Von Britta Burmeister
Hamburg-Nord. Im Finanz- und Kulturausschuss der Bezirksversammlung Hamburg-Nord steht am heutigen Mittwoch ein Thema auf der Tagesordnung, das seit Mitte Februar wie ein Damoklesschwert über den freien und kommunalen Trägern der Jugend- und Familienhilfe schwebt. Geht es nach dem Willen des Senates, erhalten die Bezirke ab 2013 nur noch 90 Prozent der Haushaltsmittel, die bisher für die Förderung der Häuser der Jugend, der Bau- und Aktivspielplätze, der Straßensozialarbeit sowie für den Erhalt der Elternschulen und der Allgemeinen Sozialen Dienste (ASD) zur Verfügung standen.
Begründet wird die Kürzung im Haushalt der Behörde für Arbeit, Soziales, Familie und Integration (BASFI) mit einer systematischen Umsteuerung der Jugendhilfemittel zu Gunsten der Ganztagsschulen. Der Senat geht davon aus, dass die Träger der freien Jugendhilfe in Zukunft mit den Schulen kooperieren werden.
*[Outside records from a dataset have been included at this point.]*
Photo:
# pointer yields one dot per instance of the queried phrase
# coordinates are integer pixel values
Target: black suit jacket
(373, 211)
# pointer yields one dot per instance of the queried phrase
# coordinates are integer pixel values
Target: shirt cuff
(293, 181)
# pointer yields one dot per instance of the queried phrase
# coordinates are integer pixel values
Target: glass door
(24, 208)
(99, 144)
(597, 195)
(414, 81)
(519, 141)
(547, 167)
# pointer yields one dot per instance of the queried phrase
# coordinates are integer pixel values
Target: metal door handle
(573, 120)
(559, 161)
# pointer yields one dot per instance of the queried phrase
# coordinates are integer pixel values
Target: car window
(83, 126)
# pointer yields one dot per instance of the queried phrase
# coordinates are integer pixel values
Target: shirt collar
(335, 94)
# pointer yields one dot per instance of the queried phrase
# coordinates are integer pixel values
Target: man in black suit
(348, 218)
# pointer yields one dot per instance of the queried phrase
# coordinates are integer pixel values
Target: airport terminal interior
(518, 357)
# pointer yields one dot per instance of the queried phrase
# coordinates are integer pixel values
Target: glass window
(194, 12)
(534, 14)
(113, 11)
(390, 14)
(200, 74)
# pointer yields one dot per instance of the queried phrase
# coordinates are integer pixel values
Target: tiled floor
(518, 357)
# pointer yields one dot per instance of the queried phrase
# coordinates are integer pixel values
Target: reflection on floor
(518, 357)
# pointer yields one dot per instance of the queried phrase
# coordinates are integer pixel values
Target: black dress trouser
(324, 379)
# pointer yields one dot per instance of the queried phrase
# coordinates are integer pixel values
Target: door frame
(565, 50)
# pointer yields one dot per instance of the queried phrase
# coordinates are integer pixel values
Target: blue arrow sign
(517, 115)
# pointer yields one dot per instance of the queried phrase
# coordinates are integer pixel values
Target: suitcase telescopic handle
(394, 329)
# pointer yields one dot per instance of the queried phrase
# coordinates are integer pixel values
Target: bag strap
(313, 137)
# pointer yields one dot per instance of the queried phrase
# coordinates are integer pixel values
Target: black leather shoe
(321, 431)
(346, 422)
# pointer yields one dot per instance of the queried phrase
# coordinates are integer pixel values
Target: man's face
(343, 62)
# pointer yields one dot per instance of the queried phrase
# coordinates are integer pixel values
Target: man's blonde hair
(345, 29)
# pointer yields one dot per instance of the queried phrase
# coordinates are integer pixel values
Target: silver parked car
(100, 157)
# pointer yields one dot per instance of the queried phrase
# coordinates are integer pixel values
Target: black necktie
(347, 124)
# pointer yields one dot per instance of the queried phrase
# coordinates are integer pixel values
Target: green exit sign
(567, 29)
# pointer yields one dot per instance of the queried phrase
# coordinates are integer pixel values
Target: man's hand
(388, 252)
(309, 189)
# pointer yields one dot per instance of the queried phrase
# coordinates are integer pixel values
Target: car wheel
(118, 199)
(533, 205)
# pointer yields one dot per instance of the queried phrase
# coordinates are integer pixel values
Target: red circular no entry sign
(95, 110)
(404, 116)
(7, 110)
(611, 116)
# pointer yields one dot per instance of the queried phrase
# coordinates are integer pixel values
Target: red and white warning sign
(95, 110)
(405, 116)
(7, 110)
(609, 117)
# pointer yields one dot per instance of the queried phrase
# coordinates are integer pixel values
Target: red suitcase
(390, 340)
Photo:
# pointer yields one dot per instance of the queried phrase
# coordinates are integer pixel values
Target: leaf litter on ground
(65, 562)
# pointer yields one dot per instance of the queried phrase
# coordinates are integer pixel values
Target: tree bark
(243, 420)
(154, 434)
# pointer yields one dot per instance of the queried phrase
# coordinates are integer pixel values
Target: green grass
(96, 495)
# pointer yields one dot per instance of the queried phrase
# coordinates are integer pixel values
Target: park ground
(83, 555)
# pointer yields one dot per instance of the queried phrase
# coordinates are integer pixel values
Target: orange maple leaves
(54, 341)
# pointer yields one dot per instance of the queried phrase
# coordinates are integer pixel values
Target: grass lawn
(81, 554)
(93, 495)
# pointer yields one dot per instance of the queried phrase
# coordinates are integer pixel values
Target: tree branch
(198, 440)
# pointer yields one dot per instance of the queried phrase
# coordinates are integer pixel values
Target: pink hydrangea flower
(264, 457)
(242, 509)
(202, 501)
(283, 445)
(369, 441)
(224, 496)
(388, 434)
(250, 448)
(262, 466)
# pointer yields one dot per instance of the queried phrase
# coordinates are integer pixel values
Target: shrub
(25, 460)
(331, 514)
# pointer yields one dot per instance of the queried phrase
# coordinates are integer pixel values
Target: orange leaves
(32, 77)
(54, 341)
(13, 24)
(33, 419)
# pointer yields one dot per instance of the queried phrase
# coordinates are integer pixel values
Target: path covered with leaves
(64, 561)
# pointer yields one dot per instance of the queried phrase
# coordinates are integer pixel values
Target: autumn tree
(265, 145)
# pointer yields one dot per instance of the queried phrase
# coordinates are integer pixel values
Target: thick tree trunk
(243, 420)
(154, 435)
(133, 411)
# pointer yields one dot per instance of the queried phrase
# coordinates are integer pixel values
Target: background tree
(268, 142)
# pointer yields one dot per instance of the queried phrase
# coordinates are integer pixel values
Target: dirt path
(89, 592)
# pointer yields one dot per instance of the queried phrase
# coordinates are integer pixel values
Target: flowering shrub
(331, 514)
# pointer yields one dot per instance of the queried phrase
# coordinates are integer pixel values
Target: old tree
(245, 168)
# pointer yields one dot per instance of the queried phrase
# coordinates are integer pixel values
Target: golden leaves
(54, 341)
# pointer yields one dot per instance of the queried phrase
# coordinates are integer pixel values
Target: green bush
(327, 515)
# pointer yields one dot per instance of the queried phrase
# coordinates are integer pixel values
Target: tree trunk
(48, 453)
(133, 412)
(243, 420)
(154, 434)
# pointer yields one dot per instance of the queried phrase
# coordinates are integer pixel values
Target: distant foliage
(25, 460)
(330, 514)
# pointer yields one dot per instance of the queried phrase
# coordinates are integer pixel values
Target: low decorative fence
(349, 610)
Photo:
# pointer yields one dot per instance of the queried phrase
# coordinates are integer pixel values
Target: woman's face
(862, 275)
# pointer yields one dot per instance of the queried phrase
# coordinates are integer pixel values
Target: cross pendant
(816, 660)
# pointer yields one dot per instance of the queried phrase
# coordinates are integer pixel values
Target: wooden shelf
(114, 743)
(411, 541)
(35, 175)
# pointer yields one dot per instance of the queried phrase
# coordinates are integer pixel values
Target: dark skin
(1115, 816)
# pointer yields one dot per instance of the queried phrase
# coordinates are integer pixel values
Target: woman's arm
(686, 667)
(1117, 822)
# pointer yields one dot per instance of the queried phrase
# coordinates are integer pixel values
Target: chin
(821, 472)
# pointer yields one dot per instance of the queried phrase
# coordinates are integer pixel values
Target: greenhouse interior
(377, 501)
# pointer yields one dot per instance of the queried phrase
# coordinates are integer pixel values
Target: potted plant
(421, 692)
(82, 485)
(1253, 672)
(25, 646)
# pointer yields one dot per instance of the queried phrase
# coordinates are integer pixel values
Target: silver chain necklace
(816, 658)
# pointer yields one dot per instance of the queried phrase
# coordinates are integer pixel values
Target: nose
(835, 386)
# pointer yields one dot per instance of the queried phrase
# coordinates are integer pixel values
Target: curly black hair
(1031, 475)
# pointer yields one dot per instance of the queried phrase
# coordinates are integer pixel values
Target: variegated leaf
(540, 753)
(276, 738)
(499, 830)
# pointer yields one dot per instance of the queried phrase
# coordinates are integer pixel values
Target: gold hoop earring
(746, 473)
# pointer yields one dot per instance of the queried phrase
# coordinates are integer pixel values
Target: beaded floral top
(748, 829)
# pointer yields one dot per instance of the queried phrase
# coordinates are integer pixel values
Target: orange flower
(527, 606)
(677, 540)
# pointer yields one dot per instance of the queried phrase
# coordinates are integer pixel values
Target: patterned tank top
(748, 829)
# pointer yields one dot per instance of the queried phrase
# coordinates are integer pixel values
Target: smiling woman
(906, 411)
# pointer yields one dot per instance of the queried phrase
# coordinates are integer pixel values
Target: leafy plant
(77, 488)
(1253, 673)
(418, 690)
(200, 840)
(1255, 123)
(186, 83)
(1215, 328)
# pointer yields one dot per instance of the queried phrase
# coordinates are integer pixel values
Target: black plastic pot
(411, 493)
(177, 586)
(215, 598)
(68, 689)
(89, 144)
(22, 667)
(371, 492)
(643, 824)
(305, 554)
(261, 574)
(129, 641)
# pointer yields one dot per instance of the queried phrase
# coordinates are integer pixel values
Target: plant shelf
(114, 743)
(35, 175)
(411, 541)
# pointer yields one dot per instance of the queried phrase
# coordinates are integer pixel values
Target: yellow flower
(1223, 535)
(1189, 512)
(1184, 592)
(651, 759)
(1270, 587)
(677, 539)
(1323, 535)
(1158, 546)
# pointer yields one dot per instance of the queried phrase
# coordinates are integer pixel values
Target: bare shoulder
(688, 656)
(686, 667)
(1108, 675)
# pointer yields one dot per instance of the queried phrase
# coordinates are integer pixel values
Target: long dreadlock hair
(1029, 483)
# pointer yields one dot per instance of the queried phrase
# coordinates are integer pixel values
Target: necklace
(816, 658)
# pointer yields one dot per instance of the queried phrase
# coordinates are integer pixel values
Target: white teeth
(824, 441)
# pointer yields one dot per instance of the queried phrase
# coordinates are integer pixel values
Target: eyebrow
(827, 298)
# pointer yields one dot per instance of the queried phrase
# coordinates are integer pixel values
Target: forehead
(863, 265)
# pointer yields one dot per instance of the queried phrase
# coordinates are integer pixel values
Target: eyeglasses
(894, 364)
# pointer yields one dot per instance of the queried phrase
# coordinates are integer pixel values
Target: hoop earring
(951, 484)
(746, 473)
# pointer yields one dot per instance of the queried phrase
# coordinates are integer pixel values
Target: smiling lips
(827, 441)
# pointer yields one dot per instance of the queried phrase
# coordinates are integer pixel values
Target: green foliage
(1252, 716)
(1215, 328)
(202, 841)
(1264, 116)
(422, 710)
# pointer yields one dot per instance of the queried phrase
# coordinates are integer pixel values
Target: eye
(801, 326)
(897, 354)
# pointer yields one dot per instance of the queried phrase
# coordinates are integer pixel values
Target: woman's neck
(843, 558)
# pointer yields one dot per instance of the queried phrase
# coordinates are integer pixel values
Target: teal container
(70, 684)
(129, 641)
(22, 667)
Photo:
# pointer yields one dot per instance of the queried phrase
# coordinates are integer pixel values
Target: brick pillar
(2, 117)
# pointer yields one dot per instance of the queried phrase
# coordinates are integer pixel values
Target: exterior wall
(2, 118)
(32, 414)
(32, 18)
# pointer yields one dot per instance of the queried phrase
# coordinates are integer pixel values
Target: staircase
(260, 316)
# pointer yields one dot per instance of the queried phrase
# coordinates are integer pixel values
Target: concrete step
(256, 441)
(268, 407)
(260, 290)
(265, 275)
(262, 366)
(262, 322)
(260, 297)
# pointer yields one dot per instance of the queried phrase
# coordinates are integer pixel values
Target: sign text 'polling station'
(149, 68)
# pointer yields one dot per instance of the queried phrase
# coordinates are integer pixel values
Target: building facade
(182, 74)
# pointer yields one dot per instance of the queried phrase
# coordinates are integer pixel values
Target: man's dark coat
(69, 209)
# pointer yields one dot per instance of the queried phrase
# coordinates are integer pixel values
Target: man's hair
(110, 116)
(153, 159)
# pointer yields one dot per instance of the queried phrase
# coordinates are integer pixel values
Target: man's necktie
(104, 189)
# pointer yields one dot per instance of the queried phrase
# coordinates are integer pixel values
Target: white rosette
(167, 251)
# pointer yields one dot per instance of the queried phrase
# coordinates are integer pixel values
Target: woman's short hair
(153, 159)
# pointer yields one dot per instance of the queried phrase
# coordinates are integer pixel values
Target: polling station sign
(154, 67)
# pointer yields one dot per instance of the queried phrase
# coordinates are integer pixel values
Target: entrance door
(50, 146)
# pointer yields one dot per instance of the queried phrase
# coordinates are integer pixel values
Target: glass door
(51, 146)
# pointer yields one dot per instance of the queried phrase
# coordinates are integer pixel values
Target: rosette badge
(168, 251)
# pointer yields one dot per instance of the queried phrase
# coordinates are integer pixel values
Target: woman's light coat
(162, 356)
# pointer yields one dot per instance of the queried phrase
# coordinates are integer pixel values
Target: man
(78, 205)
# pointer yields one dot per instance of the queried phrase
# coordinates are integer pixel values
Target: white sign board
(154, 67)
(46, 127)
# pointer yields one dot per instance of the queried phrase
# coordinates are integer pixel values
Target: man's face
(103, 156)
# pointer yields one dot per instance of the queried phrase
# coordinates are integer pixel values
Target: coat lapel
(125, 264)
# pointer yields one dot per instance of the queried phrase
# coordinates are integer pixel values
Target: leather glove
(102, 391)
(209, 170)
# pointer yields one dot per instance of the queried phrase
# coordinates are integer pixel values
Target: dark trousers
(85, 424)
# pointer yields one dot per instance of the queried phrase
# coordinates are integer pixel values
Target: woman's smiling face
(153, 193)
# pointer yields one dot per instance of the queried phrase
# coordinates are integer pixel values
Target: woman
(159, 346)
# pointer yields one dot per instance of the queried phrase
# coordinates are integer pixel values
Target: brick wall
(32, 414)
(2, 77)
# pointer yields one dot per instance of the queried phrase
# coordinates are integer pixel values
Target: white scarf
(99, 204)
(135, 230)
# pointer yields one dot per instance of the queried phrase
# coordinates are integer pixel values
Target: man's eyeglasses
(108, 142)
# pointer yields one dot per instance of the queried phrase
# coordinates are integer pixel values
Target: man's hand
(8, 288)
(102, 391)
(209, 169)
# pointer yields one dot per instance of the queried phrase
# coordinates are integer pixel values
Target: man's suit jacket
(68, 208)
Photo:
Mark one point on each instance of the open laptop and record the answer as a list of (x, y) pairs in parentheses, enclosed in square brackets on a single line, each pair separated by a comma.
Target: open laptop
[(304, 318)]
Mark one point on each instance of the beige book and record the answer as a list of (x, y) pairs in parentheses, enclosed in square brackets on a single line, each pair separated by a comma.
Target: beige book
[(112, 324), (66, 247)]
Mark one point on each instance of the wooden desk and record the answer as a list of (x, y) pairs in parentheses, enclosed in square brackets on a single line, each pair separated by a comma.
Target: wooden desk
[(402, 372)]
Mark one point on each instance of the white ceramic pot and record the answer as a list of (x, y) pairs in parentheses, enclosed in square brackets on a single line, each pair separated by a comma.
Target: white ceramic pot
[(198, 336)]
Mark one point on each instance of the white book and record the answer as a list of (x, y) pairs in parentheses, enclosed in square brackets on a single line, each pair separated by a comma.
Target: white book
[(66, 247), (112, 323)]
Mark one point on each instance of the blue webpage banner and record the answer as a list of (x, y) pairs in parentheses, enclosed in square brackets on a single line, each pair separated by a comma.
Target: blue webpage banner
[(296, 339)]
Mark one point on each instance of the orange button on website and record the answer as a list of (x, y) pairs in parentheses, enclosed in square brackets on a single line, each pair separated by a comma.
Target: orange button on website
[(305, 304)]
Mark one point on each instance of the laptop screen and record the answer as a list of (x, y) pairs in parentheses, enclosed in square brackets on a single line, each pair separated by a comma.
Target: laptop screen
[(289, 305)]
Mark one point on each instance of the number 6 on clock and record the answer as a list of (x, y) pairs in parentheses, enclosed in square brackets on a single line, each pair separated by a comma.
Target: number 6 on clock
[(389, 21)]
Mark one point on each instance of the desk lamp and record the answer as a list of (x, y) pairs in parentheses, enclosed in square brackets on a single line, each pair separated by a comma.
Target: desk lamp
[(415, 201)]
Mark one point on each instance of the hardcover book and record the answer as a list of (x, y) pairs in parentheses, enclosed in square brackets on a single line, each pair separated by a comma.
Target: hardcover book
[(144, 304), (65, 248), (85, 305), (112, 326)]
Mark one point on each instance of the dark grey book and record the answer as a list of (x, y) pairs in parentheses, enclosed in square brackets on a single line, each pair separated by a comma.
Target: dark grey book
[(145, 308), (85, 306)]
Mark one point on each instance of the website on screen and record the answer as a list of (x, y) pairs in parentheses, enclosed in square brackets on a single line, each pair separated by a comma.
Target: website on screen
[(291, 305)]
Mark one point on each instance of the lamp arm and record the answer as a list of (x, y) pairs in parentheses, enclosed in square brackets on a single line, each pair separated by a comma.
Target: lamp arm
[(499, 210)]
Helmut Szepansky, Leiter des Kinder- und Familienzentrum (KiFaZ) im Barmbek Basch, hat kein Verständnis für diese Entscheidung. „Unsere Zielgruppe sind junge Familien mit Neugeborenen und Kleinkindern“, erklärt er. „Dieses Angebot wird nie Teil der Ganztagsschulen sein!“ Trotzdem muss – sollte der Haushalt im Dezember wie geplant beschlossen werden – auch das KiFaZ ab 2014 zehn Prozent einsparen. „Wir haben schon in den letzten Jahren etwa 20 Prozent unseres Budgets durch verschiedene Konsolidierungsmaßnahmen verloren“, berichtet Szepansky. „Diese Sparpläne werden wir nicht ohne weiteres verkraften!“
Anja Geest und Cindy von Papen schätzen das offene Angebot des KiFaz sehr. Bis zu dreimal die Woche kommen die beiden Mütter mit ihren Kindern Levy (16 Monate) und Hannah (2) zum Spielen, Basteln oder einfach Klönen in die Wohldorfer Straße. „Ich verstehe nicht, warum immer bei den Kindern gespart wird!“ ärgert sich Anja Geest. Die Umsteuerung zu Gunsten der Ganztagsschule kann sie nicht gut heißen: „Beide Angebote sind grundlegend wichtig“, sagt sie „Man kann doch nicht zwei gute Sachen gegeneinander ausspielen!“
Für das Jahr 2013 konnte das Bezirksamt inzwischen Entwarnung geben: Sollte die Bürgerschaft Mitte Dezember dem Haushaltsplanentwurf des Senats und damit auch den Kürzungen zustimmen, will der Bezirk Hamburg-Nord die Finanzierunglücke für das Jahr 2013 mit Hilfe von Restmitteln stopfen. Allein für die Förderung der regionalen Kinder- und Jugendarbeit und der Jugendsozialarbeit sollen 149.000 Euro aktiviert werden. Insgesamt stünden dann für die Arbeit der Freien Träger im Bezirk Hamburg-Nord 1.599.000 Euro zur Verfügung. Für die Familienförderung in Hamburg-Nord sind im Haushalsplanentwurf des Senats aktuell 293.000 Euro eingeplant. Durch die Inanspruchnahme von Restmitteln könnte dieser Betrag einmalig auf 324.000 Euro erhöht werden. Der dritte von den Konsolidierungsmaßnahmen betroffene Topf enthält die Rahmenzuweisungen der sozialraumorientierten Jugend- und Familienhilfe. Hier könnten in 2013 mit Hilfe des Bezirks rund 599.000 Euro verplant werden. Wie genau die zur Verfügung stehenden Mittel gegebenenfalls auf die Einrichtungen verteilt werden, ist im heutigen Jugendhilfeausschuss Gegenstand der Diskussion.